Sauteed Arugula Recipe
- 7 oz arugula 1 pack
- 2 garlic cloves
- 2 Tbsp olive oil
- 2 Tbsp lemon juice from 1/2 a lemon
- 1/2 tsp salt or to taste
- 1/4 tsp black pepper or to taste
- 1 Tbsp pine nuts optional
- Wash the arugula well under running water. Pat dry or use a salad spinner to dry it.
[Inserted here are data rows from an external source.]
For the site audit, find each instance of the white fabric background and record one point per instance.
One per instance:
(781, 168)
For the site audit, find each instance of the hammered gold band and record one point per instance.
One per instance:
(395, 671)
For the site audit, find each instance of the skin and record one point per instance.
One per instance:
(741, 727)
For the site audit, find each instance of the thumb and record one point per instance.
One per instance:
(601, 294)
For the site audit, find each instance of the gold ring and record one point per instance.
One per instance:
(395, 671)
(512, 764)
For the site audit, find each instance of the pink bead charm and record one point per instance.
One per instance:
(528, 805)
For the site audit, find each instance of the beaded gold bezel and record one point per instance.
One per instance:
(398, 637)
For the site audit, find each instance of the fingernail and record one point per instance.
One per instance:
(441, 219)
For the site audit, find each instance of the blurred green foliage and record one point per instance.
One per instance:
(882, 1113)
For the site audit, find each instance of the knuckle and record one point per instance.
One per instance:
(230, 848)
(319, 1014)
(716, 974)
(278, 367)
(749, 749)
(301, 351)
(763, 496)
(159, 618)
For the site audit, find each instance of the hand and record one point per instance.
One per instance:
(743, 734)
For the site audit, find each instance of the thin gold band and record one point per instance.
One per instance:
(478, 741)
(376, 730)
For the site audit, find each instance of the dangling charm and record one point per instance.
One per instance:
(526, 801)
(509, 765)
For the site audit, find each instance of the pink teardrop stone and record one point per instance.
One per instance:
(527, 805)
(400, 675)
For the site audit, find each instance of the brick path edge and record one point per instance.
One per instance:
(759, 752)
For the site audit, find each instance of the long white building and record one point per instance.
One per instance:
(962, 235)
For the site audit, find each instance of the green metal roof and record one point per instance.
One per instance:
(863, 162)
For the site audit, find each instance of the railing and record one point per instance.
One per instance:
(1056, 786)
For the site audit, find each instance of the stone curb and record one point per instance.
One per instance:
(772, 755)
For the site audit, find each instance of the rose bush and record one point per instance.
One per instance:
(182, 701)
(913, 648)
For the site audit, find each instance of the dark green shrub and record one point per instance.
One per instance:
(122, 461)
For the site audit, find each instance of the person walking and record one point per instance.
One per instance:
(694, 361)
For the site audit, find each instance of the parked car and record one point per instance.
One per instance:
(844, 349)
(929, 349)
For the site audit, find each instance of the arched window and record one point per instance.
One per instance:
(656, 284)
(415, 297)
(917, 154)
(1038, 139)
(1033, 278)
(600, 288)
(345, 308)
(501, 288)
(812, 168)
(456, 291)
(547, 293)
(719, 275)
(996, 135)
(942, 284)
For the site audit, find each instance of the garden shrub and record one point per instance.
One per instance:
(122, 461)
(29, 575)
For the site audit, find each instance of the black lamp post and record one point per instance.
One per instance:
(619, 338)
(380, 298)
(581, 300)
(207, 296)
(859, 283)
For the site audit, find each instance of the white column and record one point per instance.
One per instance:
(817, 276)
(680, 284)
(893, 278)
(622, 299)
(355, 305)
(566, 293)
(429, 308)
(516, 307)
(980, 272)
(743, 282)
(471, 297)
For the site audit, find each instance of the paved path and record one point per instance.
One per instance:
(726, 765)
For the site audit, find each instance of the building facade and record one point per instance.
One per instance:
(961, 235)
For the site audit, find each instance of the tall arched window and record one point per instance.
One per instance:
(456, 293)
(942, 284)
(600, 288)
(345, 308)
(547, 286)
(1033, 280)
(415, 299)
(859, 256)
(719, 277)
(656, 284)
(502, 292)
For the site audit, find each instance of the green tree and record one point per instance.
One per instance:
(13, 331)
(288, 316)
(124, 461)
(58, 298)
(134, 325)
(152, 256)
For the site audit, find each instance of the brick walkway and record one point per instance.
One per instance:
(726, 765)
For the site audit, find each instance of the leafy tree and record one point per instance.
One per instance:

Also, peel and thinly slice the garlic.
- Heat the oil in a skillet. On low to medium heat, add the garlic and fry until golden (1-2 minutes). Carefully scoop it out and set it aside.
- Using the same oil, fry the pine nuts until golden. This won't take long (just 1-2 minutes) – pine nuts tend to burn easily, so keep an eye on them. Remove the pine nuts from the pan and set aside.
- Add the arugula to the skillet for a few minutes. Cook until it's wilted this happens quickly (just about 2-3 minutes). But keep an eye on it so it doesn't burn or wilt too much. Use tongs to stir.
- Remove the sauteed arugula from the pan and transfer it into a serving dish. Serve with a squeeze of lemon juice, then add salt and pepper to taste. Top with the toasted garlic and pine nuts. Enjoy!
- Seasoning for flavor – I love to use red pepper flakes.
- Herbs – basil, fennel, mint, parsley, and cilantro all work well.
- Use butter instead of olive oil.
Nutrition information is automatically calculated, so should only be used as an approximation.